Kuzey Kıbrıs, Avrupa Birliği ülkeleriyle benzer şekilde para basma gibi bir enstrümana maalesef sahip değildir. Kuzey Kıbrıs’ın elindeki mevcut birikmiş fonların da yetersiz olduğu bilinmektedir. Dolayısıyla yapılması gereken, Maliyemizin, elindeki mevcut kaynakların üzerine daha ne kadar kaynak ihtiyacı olduğunu öngörüp geri kalan kısmı için iç borçlanma yoluna gitmektir. Kuzey Kıbrıs bankaları, GSYİH’nın %15-20’si kadar bir miktardaki borçlandırmayı yapabilecek kapasiteye sahiptirler. Ancak esas endişe, KKTC Hükümetinin, bu yönetim anlayışı ile böylesi bir borcu ödeyebilme kapasitesine sahip olup olmadığıdır.
KKTC hükümeti ileriki günlerde, eğer ekonomik çöküşün önüne geçme gibi bir niyeti varsa, bankalardan borçlanarak kaynak yaratılmasını gündemine alacaktır. Bahse konu borçlanmayı yapmak Hükümet için zor olmayacaktır şüphesiz. Ancak bu borcu yönetmek, işin esası ve zor kısmıdır. Bu bağlamda, hükümetin borçlanma miktarını asgari düzeyde tutabilmesi ve ihtiyacını doğru belirlemesi adına, ekonomide oluşması muhtemel farklı senaryoları çalışarak ihtiyaç duyacağı para miktarını öngörebilmesi lazımdır. Aksi halde sahip olduğumuz ve borçlanacağımız kaynakların tümü bilinçsizce harcanır fakat ekonomiye bir faydası olmaz. Bu sebeple plana ve programa ihtiyacımız olduğunu, üzerine basa basa tekrarlıyorum.

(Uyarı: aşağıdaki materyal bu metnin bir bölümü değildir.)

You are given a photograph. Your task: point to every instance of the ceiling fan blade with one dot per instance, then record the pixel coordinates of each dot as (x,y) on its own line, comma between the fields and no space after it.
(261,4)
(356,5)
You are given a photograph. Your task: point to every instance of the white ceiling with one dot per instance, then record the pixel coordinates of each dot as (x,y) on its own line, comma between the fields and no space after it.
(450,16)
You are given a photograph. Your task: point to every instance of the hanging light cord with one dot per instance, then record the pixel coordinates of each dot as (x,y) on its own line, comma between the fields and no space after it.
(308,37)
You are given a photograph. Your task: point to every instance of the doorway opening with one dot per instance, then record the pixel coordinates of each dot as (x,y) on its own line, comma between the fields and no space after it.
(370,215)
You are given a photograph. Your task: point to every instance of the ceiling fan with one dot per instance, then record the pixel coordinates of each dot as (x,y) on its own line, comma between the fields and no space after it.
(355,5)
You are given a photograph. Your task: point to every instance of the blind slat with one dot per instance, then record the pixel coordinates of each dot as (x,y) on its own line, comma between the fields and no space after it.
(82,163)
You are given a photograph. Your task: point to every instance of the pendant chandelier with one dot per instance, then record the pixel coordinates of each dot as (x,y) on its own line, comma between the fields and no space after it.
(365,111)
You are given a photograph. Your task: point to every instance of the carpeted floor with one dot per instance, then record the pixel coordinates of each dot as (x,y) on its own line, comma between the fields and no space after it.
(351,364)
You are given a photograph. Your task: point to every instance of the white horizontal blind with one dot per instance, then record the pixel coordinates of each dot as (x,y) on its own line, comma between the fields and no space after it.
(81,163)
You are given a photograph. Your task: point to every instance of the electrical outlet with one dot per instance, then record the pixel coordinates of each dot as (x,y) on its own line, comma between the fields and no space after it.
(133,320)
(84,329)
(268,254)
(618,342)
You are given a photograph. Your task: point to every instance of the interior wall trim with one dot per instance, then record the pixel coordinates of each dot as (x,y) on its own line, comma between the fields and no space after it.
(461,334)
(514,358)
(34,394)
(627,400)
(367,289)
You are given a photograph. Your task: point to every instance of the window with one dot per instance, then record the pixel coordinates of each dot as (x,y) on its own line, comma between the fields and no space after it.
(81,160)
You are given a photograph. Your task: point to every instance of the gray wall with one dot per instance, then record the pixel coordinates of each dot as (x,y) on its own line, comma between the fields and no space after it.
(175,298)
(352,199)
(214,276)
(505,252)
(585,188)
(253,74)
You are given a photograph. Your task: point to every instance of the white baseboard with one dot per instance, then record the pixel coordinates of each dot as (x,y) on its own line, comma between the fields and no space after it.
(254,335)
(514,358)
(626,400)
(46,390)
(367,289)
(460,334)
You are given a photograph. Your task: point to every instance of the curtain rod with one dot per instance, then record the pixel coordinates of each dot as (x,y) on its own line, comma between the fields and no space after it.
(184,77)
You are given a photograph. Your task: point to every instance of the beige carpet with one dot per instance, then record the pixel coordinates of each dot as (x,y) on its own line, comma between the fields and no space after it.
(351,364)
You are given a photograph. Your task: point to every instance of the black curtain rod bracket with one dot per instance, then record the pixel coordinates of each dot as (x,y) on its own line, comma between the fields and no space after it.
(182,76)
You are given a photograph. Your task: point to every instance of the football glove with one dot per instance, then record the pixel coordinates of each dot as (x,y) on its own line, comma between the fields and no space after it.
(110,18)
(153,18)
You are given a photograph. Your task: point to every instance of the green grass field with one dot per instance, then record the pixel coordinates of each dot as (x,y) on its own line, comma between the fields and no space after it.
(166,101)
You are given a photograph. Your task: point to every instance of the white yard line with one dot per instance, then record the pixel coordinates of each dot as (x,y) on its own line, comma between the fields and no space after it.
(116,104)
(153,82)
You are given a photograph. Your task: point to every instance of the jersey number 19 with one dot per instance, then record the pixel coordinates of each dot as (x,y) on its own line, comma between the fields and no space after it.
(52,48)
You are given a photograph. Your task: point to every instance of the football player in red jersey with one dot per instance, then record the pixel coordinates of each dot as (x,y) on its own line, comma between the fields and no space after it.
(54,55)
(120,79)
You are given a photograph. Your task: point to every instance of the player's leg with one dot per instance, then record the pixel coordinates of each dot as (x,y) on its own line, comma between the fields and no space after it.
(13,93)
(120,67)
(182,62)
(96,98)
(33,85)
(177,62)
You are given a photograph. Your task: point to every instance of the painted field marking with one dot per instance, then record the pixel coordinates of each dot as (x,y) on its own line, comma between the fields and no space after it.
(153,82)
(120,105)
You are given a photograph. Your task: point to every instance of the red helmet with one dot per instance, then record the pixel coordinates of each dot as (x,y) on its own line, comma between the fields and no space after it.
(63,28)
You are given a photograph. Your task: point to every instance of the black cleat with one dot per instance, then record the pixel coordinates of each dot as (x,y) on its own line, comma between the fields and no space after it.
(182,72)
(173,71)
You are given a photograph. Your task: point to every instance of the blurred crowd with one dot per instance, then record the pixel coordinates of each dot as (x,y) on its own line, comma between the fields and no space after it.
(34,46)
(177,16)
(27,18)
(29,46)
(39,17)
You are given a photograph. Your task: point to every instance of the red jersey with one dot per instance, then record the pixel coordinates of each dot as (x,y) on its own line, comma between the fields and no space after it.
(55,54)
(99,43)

Sonuç olarak, vatandaşına karşı sorumluluk hisseden devletler, yaratılan kaynağı, azami ekonomik fayda sağlanacak şekilde, ayrıca en ihtiyaçlı kesimlere ve sektörlere ulaşacak şekilde, planlayarak uygulamasını yapmak zorundadır. Bunu başarabilmek de, kaynak yaratma ve yarattığı kaynağı harcama yöntemlerini önceden planlayıp, program geliştirmekle mümkün olabilir. Herhangi bir plan ve programı olmayan idareler, kaynak kullanımında ekonomik verim elde etmek bir yana dursun, farklı krizlere de davetiye çıkarmış olurlar ki, KKTC ekonomisinin bunun altından kalkabilmesi mümkün olmaz.